= Ketan Desai (urologist) =

Indian Urologist

Dr. Ketan Desai is an Indian urologist from Gujarat. He was head of Medical Council of India in 2001 when he was removed for corruption. Desai began teaching at B.J. Medical College, Ahmedabad following his graduation in 1983 and served as head of the urology department from 2005 until his resignation in 2010. He was president of the Indian Medical Association from 2001—2003 and the World Medical Association for the year 2016/2017.

==Early life and education==
Desai was raised in Gujarat’s Maroli village. He completed his school graduation from Hansraj Morarji Public School, where his father Dirubhai Desai was a teacher for the primary section. After school, he completed his MBBS and M.Ch in urology in the year 1983 from B.J. Medical College, Ahmedabad.

==Career==
In 1983, Desai became a professor in the urology department at B.J. Medical College in Ahmedabad after graduating from the school earlier that year. Desai was president of Gujarat Medical Council in the 1990s. He was appointed head of urology at B.J. Medical College from 2005 until his resignation in 2010.

In 2001, while Desai was head of the Medical Council of India (MCI), he was removed for corruption after the High Court of Delhi found him guilty of corrupt practices and abuse of power. He served as president of the Indian Medical Association (2001—2003) and Dental Council of India.
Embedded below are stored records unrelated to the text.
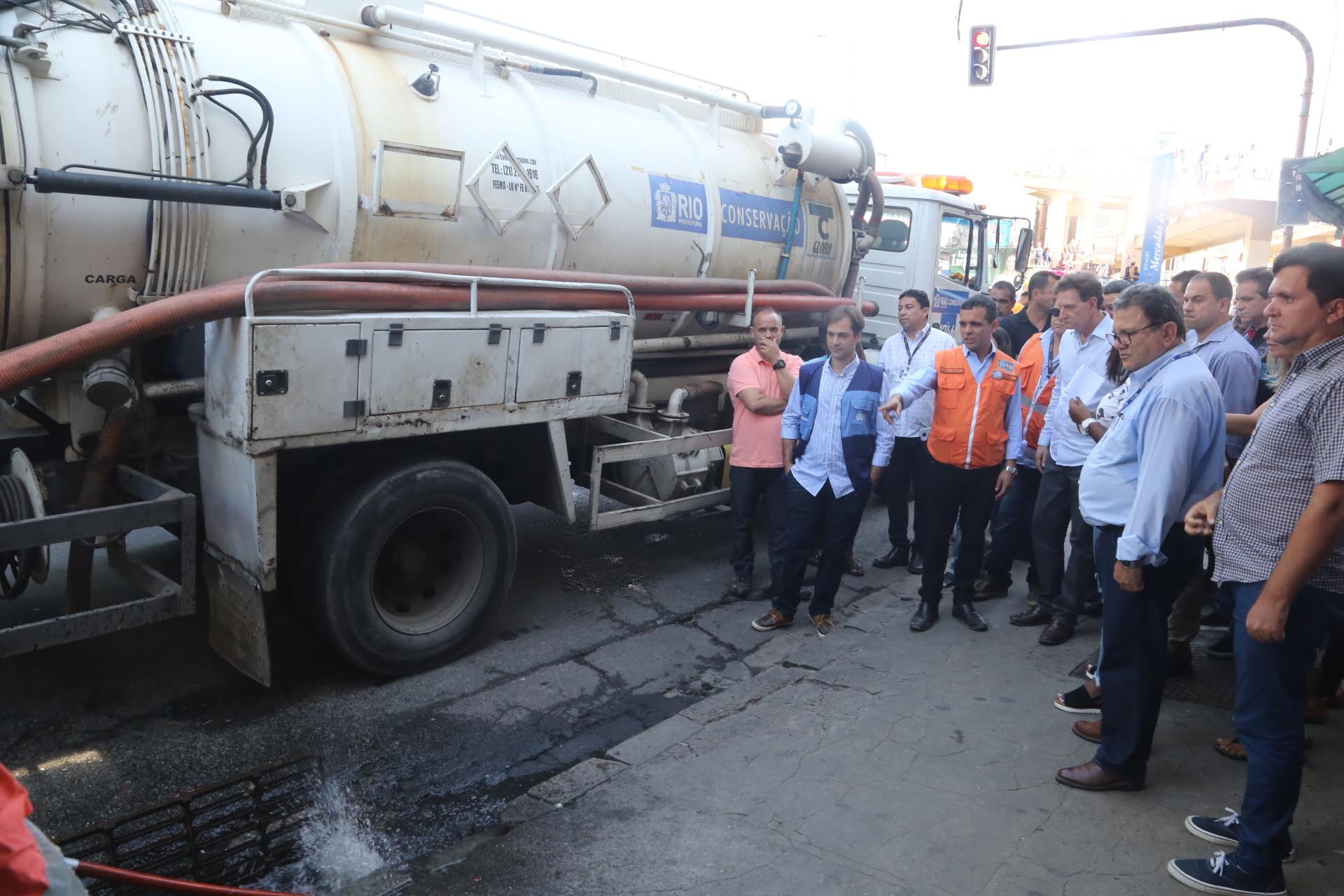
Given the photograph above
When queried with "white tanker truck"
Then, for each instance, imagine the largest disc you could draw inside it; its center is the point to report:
(359, 279)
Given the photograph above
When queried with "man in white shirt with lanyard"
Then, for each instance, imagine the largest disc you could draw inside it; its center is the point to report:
(1062, 451)
(910, 351)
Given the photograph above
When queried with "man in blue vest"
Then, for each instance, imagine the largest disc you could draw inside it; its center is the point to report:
(835, 449)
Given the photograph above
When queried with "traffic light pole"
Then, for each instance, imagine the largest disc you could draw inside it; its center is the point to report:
(1212, 26)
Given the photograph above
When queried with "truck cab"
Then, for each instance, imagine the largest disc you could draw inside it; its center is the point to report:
(941, 242)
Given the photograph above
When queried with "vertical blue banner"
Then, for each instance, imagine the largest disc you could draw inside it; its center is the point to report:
(1155, 232)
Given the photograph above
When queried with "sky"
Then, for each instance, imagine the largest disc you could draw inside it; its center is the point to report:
(901, 69)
Desai returned to the MCI in 2007 and was again appointed president in 2009. In 2007 and 2009, he also ran for president of the World Medical Association (WMA). Desai was to be inaugurated in late 2010 but was arrested on 23 April 2010 and jailed on charges of corruption for conspiring to extract a 20 million rupee bribe from officials at Gian Sagar Medical College in the northern state of Punjab.

His medical practitioner's license was suspended by the MCI on 9 October 2010.

Desai became syndicate and senate member of the Gujarat University in November 2010 with most of the time uncontested. In 2013, the Gujarat University senate unanimously nominated him to the MCI, though he did not join. In late 2014, he participated in a public rally with health minister J. P. Nadda of the Bharatiya Janata Party.

He served as president of the WMA for the year 2016/2017.

Desai is a longtime member of Gujarat Medical Council. Desai is practicing urologist as of 2025. Gujarat all-India conference recognized him as diamond patron.

==Conspiracy and corruption allegations==
While serving as president of the MCI, Desai was arrested by the Central Bureau of Investigation (CBI) on 22 April 2010. Desai, alleged middle-man J. P. Singh and doctors Sukhwinder Singh and Kanwaljit Singh were booked under the Prevention of Corruption Act. The CBI recovered 1.5 kg of gold and 80 kg of silver from Desai's premises. Further, gold worth ₨ 35 lakhs were recovered from Desai's bank lockers in Ahmedabad. Following Desai's arrest, the MCI was dissolved by the President of India on 15 May 2010. However MCI continued to operate until it was fully abolished by the government on 25 September 2020 and replaced by the National Medical Commission.